Fenerbahçe'nin dünkü yenilgisi bana Aziz Yıldırım'ın sezon başındaki hedefini hatırlattı; 3 yıl üst üste şampiyon olmak. Oysa bu takım 2 sezon önce Avrupa'nın önemli takımlarını dize getirdi ve CL'de yarı final kapısından döndü. Şimdi ise Avrupa'da ise hedef konmadı, Daum da öncelikli hedefimiz lig dedi. Şimdi zaten Fener'in, Galatasaray'ın her sene şampiyonluk hedefi yok mu? Oysa artık lig başarısı da bir yere kadar futbolseverleri tatmin eder. Bir futbolsever olarak CL'de çeyrek final ya da yarı final oynamayı ligde şampiyonluğa tercih ederim, aynı şekilde Avrupa liginde yarı final oynamak fena mı olur, ki Fener'in Cimbom'un kalitesinde takım da yok.

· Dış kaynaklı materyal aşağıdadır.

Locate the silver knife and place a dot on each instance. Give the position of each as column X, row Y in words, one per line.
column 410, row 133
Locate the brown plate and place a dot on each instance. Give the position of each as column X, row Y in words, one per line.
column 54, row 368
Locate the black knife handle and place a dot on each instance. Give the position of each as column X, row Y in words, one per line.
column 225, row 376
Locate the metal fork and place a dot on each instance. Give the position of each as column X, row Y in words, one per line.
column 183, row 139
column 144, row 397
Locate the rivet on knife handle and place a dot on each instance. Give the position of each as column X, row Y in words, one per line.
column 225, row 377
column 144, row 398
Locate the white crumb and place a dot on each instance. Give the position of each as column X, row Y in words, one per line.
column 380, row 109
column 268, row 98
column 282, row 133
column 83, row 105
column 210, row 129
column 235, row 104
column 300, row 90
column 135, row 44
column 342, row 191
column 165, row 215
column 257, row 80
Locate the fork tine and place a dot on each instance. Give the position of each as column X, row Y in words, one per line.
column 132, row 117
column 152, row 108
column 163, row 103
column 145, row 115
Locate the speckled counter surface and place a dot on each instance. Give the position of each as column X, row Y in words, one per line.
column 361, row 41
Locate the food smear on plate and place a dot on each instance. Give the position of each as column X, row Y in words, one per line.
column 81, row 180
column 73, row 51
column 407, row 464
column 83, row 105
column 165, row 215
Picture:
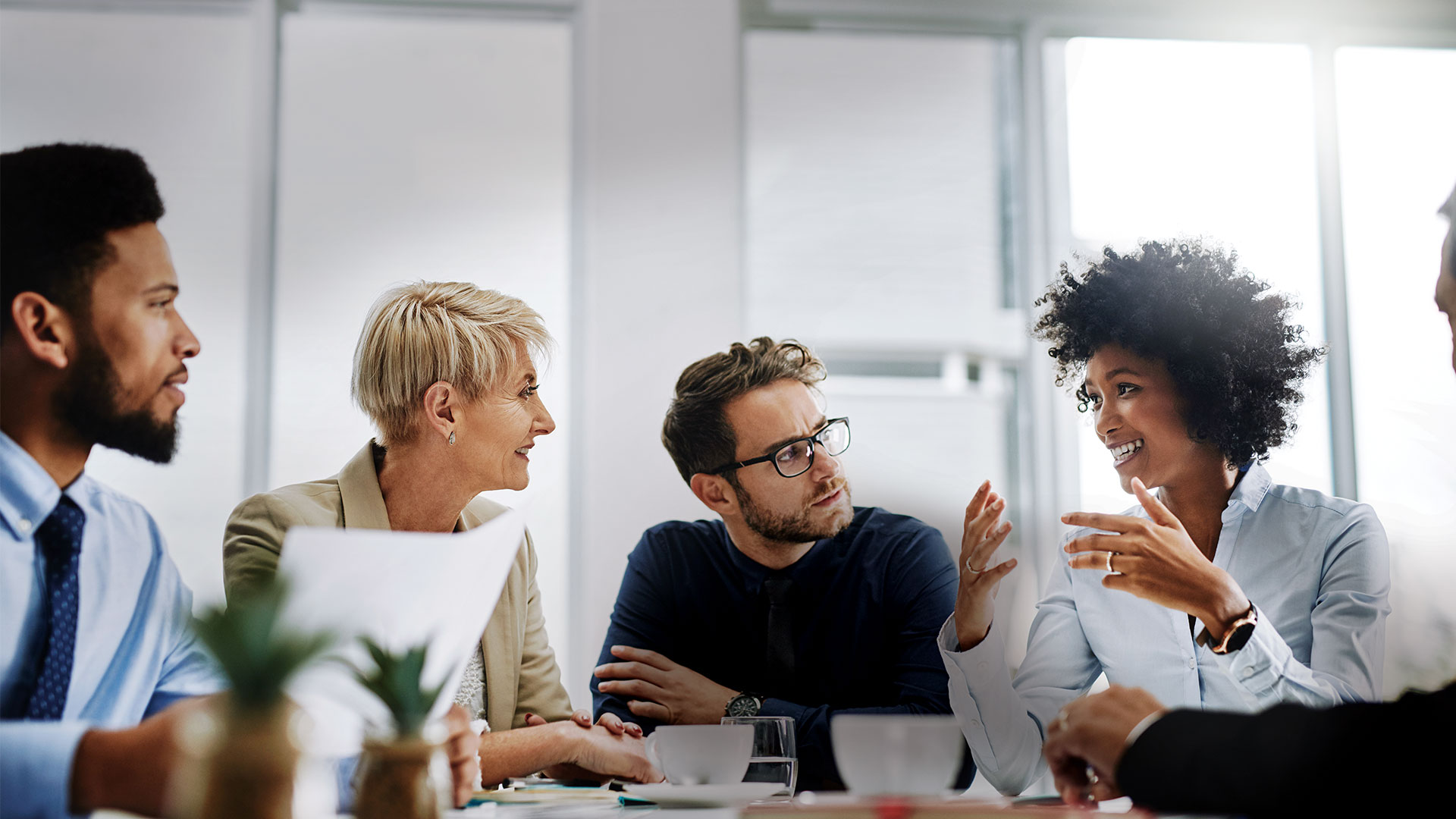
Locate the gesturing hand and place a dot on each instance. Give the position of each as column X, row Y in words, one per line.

Panathinaikos:1 Galatasaray:3


Panathinaikos'a da aynı tarife uygulandı. Ben de aklımda kalanları yazayım.

-Baros sen o golü attıktan, harika asistini yaptıktan sonra geri kalanları kaçır istersen. Mühim değil.

-Mehmet Topal kendini büyük bir takıma karşı oynadığı maçta toparladı. Özellikle pas hatası yapmadı ve önceki maçlarda olduğu gibi kolay kolay top kaptırmadı. Bunların da yanında saha da başka bir defansif orta saha olan Mustafa Sarp varken ileri dikine paslar vererek Ayhan Akman'ı aratmadı.

-Bu kaçıncı Emre Güngör'ün sahayı 10-15. dakikalarda terk etmesi! 15. dakikada kenara geliyor, bir kaç hafta oynamıyor, sonra ilk bulduğu fırsatlarda yine aynı sahne. Değişik bir sakatlığı olsa gerek. Hiç normal durmuyor.

-Gelirken aşırtma gol yiyor dediler ama yediği aşırtma golden çok daha fazlasını libero gibi oyunu sayesinde kurtaracağını Beşiktaş maçından sonra bu maçta da gösterdi. Tek maçla yorum yapılınca böyle yanılırlar tabi.

-Rakibe bazı pozisyonlar verilmesi çok fazla yanıltmamalı. Barcelona gibi istisnalar haricinde dünyanın her yerinde önde olan takım daha rahat futbol oynadığından rakip pozisyon bulabilir. Bu pozisyonları gol yapamadıkça da aynı durum korunduğundan bu da yeni pozisyonlara kapıyı açıyor haliyle. Çok fazla kafaya takmamak gerek. Belki takılaması gereken önde iken topu ayakta uzun süre kontrollü tutamamak olsa gerek. Bence Galatasaray'ın üstünde durması gereken bu.

Grup liderliği yolunda en büyük adım atılmış oldu. Sturm Graz'ı deplasmanda yenen Dinamo Bükreş'e dikkat edilirse Galatasaray bu gruptan rahatlıkla lider çıkacaktır.